The halfling shrugged. “Maybe. I suppose, then, that the lad is in one of the Towers of Enlightenment?”

“Yes,” said the priest.

“Which?” Dalabrac asked.

“I don’t know. I haven’t been up there to see.”

“Is he under guard?”

“I just told you-”

“You haven’t been up there to see,” Anton said. “So it appears you have nothing more to tell us.” Employing the curved brass guard of the cutlass like a knuckleduster, he drove it into the priest’s temple. The man jerked then lay motionless.

“Not exactly a credit to his faith,” Dalabrac said in his deep croak of a voice. “We barely started scaring him before he babbled everything he knew. You should have cut his throat on general principle.”

“If anyone else looks in here,” Anton replied, “he’ll see a sleeping coward as opposed to a dead one with blood all over his nightclothes.”

The Fire Knife grinned. “There is that. Should we take the time to question anyone else, do you think?”

“No,” Anton said, “not if you know where the Towers of Enlightenment are. There can’t be that many of them, can there, or prisoners shut away inside them?”

“I wouldn’t think so.”

“Then let’s collect the boy and get out.”

One of the limitations of invisibility was that while people couldn’t see a mage who shrouded herself in such an enchantment, they certainly would notice a door that opened seemingly of its own accord. Thus, Umara had come prepared to neutralize the two sentries watching over the rear entrance to the House of the Sun and was surprised to discover that someone had performed the task before her.

That surely meant somebody had invaded the temple to retrieve the boy prophet ahead of her. Curse it, anyway! But at least there was no indication that the rival hunters had accidentally roused the sunlords. Despite their head start, Umara might still be able to find the boy first. It was a big temple, and she had magic to facilitate her search.

So use it, said Kymas, speaking mind to mind.

I was just about to, she replied.

She slipped through the door into the quiet gloom beyond. It was a relief to escape the pounding storm and even pleasanter to feel that she was suddenly alone in her head. The sanctity of even the mundane work areas of the temple had proved sufficient to break her psychic link to the vampire.

She let out a long sigh but knew she mustn’t stand idly savoring the sensation. She skulked to the halo of light shed by the nearest oil lamp, willed her veil of invisibility to fall away, took the scroll Kymas had given her from under her cloak, and read the trigger phrase. The words that followed glowed red and vanished in quick succession as the spell they composed cast itself.

A shimmer danced through the air and silvery floating orbs, each the size of a human eyeball, appeared before her. They lacked pupils or any other external feature to suggest they were peering in a particular direction or capable of perception at all, but because she’d created them, Umara could feel them watching her expectantly.

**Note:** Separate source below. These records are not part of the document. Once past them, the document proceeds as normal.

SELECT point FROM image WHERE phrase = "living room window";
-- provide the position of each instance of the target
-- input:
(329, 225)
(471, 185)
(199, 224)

“There’s a little blond-haired boy somewhere in this temple,” she whispered. “Find him, then return to me.”

The orbs flew away in a swarm that dispersed rapidly as one seeker after another veered off to investigate what lay beyond a particular doorway. Meanwhile, Umara shrouded herself in invisibility once more.

Unfortunately, that protection didn’t extend to the orbs. But they were small and darted around quickly. That should make them difficult to spot. And while Umara knew almost nothing about the inner workings of the Church of the Yellow Sun, she doubted that many of Amaunator’s servants were up and about conducting observances in the dead of night.